Bundesinnenminister Dr. Thomas de Maizière (CDU) wertete den Gesetzentwurf in der Debatte als „größte und umfassendste Veränderung des Asylrechts seit Anfang der neunziger Jahre“. Damit würden Albanien, Kosovo und Montenegro zu sicheren Herkunftsstaaten erklärt und Asylverfahren beschleunigt. Auch würden die Flüchtlinge zur Unterbringung in der Erstaufnahmeeinrichtung verpflichtet, was die Kommunen entlaste. Zudem setze man auf eine konsequente Rückführung der Menschen ohne Bleibeperspektive. Wer Deutschland „nach Ausschöpfung aller Rechtsmittel verlassen muss, wer seinen Pass wegwirft, um einer Abschiebung zu entgehen, dem streichen wir die bisherigen Leistungen“.
Zugleich bekenne man sich zur Aufnahme und Integration der schutzbedürftigen Flüchtlinge, fügte de Maizière hinzu. So öffne man früher die Integrationskurse für Menschen mit Bleibeperspektive. Wer für die nächsten Jahre in Deutschland bleibe, solle früher in Arbeit kommen. Auch werde eine „rasche und vernünftige Unterbringung“ erleichtert. Hinzu kämen „umfangreiche finanzielle Milliardenhilfen für Länder und Kommunen, auch beim sozialen Wohnungsbau“.

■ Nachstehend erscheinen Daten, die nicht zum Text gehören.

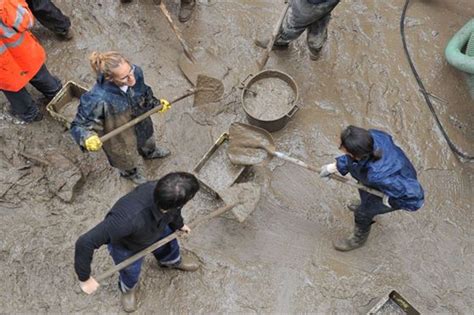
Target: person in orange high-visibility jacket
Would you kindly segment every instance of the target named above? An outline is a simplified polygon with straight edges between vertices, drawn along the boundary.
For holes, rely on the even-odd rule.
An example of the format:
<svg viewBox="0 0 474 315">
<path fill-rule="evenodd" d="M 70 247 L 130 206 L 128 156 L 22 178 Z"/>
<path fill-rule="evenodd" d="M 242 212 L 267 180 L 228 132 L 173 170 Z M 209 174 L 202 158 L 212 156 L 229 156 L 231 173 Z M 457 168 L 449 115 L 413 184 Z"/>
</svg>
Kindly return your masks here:
<svg viewBox="0 0 474 315">
<path fill-rule="evenodd" d="M 28 82 L 46 99 L 62 87 L 46 68 L 46 53 L 29 31 L 33 22 L 25 0 L 0 0 L 0 90 L 10 102 L 11 113 L 27 123 L 42 118 L 25 88 Z"/>
</svg>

Damit gehe man „neue Wege“, um der „großen Herausforderung“ der Flüchtlingskrise gerecht zu werden, sagte der Ressortchef und betonte: „Die ganze Flüchtlingskrise betrifft uns alle.“ Die Zahl derer, die in diesem Jahr nach Deutschland kommen, sei „einfach zu hoch“. Man arbeite „international, europäisch und national“ mit Hochdruck daran, sie zu verringern. Dazu leiste das Gesetzespaket einen wichtigen Beitrag.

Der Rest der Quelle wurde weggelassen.